Transmission studies conducted by Kawaoka’s group in ferrets — animals that, like humans, infect one another through coughing and sneezing and that are a standard model for studies of influenza in mammals — showed that one of the H7N9 strains isolated from humans can transmit via respiratory droplets, though not as efficiently as human influenza viruses. The limited aerosol transmission observed in ferrets adds to concerns about the potential threat as avian flu viruses typically lack that ability, Kawaoka notes.
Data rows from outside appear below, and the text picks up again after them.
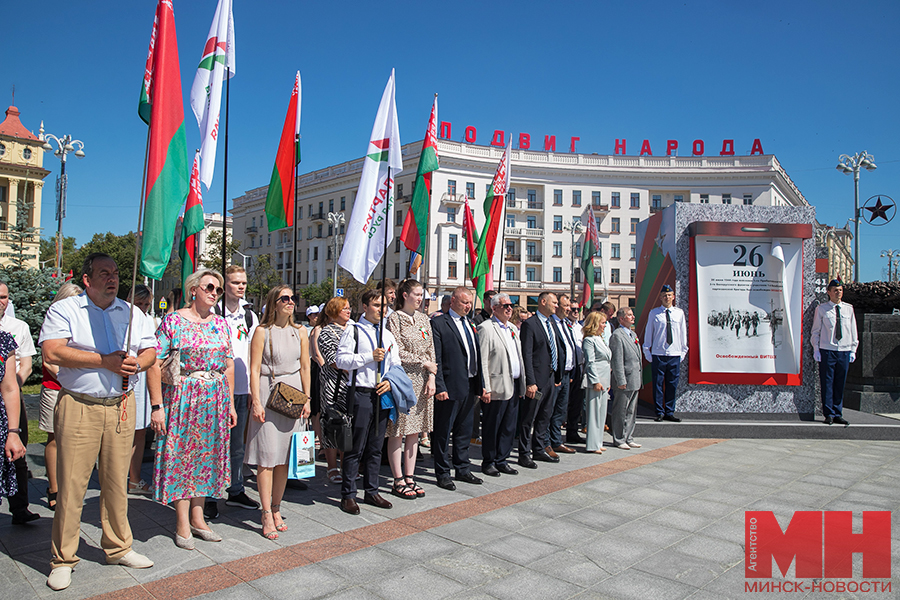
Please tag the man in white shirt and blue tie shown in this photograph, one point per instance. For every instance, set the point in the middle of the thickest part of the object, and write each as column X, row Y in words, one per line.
column 835, row 340
column 665, row 346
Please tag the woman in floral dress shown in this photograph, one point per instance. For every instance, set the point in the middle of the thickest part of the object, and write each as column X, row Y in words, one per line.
column 9, row 397
column 415, row 344
column 192, row 453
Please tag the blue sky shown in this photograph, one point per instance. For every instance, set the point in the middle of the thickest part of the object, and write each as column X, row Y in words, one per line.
column 811, row 80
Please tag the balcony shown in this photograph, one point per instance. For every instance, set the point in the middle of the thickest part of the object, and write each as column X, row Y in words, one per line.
column 524, row 232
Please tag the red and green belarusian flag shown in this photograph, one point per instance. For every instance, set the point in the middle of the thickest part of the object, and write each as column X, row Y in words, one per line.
column 161, row 107
column 588, row 250
column 493, row 212
column 283, row 186
column 191, row 224
column 415, row 228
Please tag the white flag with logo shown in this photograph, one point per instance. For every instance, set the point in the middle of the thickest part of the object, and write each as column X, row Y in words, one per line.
column 206, row 92
column 371, row 223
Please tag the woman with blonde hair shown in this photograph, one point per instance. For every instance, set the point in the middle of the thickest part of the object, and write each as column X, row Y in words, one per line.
column 596, row 379
column 194, row 421
column 279, row 352
column 49, row 391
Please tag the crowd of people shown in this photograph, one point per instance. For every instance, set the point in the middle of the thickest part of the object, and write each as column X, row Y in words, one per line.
column 202, row 380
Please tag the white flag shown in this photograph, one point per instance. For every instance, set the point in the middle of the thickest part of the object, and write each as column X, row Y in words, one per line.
column 206, row 92
column 371, row 220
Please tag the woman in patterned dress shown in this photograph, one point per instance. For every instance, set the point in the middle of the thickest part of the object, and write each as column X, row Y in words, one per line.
column 9, row 397
column 279, row 352
column 192, row 451
column 412, row 329
column 333, row 319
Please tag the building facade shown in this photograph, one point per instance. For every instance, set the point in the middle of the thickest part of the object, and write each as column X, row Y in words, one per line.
column 22, row 176
column 545, row 210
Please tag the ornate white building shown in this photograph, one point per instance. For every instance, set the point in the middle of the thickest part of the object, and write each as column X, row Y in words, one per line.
column 549, row 191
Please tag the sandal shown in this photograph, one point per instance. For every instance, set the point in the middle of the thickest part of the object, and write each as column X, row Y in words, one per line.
column 272, row 535
column 401, row 490
column 411, row 484
column 276, row 510
column 334, row 475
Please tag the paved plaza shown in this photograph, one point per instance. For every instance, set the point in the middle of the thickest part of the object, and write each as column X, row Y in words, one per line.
column 665, row 521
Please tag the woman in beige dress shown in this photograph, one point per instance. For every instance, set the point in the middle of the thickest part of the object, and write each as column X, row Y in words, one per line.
column 412, row 329
column 279, row 352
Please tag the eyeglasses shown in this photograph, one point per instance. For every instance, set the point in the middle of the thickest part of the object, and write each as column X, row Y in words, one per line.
column 210, row 288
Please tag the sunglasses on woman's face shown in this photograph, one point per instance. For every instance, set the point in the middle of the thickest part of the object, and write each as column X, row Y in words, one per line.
column 210, row 288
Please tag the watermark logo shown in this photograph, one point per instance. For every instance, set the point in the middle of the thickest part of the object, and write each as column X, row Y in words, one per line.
column 820, row 545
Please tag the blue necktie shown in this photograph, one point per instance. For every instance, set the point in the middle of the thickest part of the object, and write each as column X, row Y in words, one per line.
column 554, row 357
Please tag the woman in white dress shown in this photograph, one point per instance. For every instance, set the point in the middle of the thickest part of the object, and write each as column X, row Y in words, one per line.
column 279, row 352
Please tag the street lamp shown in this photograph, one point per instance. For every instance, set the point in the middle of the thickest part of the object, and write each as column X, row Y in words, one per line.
column 336, row 220
column 851, row 164
column 575, row 229
column 64, row 145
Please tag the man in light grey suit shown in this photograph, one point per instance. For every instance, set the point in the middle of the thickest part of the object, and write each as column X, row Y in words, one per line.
column 504, row 383
column 626, row 379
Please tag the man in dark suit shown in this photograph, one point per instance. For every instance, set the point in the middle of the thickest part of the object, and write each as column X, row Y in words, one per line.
column 459, row 384
column 542, row 351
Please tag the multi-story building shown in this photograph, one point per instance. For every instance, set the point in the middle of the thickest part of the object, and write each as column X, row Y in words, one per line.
column 22, row 176
column 549, row 194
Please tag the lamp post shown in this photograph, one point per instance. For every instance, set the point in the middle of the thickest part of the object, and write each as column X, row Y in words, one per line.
column 851, row 164
column 336, row 220
column 575, row 228
column 64, row 145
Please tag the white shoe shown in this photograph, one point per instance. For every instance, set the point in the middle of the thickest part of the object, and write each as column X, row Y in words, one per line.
column 133, row 560
column 60, row 578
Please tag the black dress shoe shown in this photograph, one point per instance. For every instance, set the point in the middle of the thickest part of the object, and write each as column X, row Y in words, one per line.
column 544, row 457
column 491, row 471
column 24, row 516
column 468, row 478
column 446, row 483
column 349, row 506
column 376, row 500
column 504, row 468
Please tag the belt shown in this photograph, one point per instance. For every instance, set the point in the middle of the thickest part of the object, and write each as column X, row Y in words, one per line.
column 108, row 401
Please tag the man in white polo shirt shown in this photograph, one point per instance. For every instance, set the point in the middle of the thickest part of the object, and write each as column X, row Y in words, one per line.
column 86, row 337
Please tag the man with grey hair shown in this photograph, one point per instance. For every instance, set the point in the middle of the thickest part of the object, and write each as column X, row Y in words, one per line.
column 501, row 362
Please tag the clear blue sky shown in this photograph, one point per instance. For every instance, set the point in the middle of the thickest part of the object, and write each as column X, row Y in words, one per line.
column 811, row 80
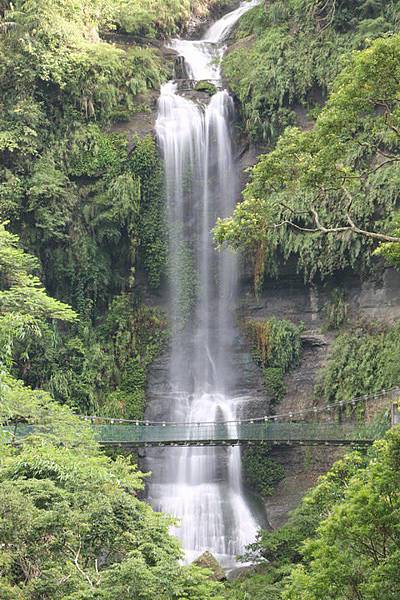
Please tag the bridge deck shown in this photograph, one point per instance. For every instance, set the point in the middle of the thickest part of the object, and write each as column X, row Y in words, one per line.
column 131, row 435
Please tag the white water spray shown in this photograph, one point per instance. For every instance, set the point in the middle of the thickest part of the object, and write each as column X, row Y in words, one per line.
column 201, row 486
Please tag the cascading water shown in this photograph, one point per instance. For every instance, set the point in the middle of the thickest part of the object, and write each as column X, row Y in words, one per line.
column 201, row 486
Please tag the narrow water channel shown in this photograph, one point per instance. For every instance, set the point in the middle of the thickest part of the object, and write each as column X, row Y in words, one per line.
column 202, row 487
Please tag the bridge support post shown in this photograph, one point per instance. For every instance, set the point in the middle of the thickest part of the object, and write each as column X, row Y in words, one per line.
column 395, row 414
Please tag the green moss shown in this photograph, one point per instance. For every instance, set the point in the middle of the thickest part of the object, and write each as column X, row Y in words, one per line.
column 336, row 310
column 276, row 347
column 261, row 472
column 363, row 360
column 94, row 152
column 207, row 87
column 289, row 52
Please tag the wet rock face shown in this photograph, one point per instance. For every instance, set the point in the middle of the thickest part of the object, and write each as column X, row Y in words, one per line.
column 208, row 561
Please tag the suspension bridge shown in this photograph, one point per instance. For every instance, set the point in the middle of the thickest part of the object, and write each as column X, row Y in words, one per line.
column 357, row 422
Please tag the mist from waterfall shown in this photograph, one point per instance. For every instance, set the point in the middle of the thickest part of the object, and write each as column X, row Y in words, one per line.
column 202, row 486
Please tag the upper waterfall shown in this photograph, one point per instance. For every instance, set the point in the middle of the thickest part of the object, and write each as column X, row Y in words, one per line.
column 201, row 486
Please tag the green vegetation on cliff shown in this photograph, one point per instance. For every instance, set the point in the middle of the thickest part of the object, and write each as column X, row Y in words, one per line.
column 71, row 525
column 288, row 52
column 89, row 205
column 364, row 359
column 342, row 175
column 276, row 347
column 341, row 542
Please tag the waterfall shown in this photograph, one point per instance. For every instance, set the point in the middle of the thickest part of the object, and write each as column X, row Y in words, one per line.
column 201, row 486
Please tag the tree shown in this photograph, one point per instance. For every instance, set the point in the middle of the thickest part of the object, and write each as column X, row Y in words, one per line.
column 338, row 181
column 357, row 547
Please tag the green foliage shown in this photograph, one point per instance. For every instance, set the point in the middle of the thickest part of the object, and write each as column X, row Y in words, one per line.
column 97, row 370
column 207, row 87
column 391, row 250
column 274, row 383
column 288, row 53
column 345, row 170
column 336, row 310
column 278, row 552
column 356, row 548
column 260, row 471
column 182, row 273
column 276, row 346
column 362, row 361
column 70, row 521
column 160, row 18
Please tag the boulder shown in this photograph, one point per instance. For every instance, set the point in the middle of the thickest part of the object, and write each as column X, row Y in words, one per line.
column 208, row 561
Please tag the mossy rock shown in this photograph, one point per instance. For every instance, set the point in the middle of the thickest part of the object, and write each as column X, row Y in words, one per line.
column 207, row 87
column 208, row 561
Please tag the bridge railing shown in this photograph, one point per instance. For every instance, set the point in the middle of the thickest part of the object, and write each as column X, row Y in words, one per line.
column 278, row 428
column 235, row 432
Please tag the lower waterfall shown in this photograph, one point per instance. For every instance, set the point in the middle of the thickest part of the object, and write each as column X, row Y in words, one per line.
column 201, row 486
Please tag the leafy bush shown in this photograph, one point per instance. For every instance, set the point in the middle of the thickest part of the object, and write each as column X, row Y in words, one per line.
column 276, row 346
column 288, row 54
column 261, row 473
column 362, row 361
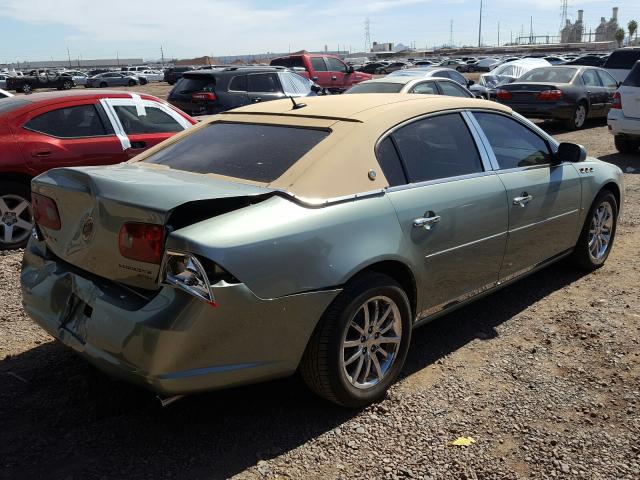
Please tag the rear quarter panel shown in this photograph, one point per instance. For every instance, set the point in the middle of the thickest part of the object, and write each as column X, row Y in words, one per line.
column 279, row 247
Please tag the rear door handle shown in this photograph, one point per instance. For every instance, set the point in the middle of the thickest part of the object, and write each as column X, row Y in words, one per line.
column 523, row 200
column 41, row 153
column 427, row 222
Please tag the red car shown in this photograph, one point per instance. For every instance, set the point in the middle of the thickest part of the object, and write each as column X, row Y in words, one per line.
column 61, row 129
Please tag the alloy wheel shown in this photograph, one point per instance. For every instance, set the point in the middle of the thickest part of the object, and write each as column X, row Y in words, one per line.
column 371, row 342
column 16, row 219
column 600, row 230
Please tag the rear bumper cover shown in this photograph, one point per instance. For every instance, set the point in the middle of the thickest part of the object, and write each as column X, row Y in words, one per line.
column 171, row 343
column 621, row 125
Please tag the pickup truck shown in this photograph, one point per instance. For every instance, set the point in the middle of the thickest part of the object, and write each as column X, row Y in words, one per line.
column 40, row 79
column 328, row 71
“If H7N9 viruses acquire the ability to transmit efficiently from person to person, a worldwide outbreak is almost
“H7N9 viruses combine several features of pandemic influenza viruses, that is their ability to bind to and replicate in human cells and the ability to transmit via respiratory droplets,” Kawaoka says.
Complicating the H7N9 picture is the fact that the H7N9 virus does not kill poultry, which promises to make surveillance much more difficult. “We cannot simply watch out for sick or dead birds. Rather, tests have to be performed to determine whether or not a bird is infected. Considering the vast number of poultry, this is a daunting task.”
The positive news conveyed in the new Nature report is that most of the H7N9 strains tested were somewhat sensitive to antiviral drugs effective against the seasonal flu virus, although one isolate, which appears to be a mix of two variants of the H7N9 virus, seemed to resist neuraminidase inhibitors like Tamiflu.
Further research is needed, Kawaoka argues, to support vaccine development, to assess the risks, and to better understand why the H7N9 viruses infect humans so efficiently.
The H7N9 research was supported by grants from the National Institute of Allergy and Infectious Diseases Public Health Service, grant numbers AI099274, AI058113 and HHSN266200700010C. Additional support was provided by the Japan Initiative for Global Research Network on Infectious Diseases from the Ministry of Education, Culture, Sports, Science and Technology; as well as from the Japanese Ministry of Health, Labour and Welfare; and the Japan Science and Technology Agency.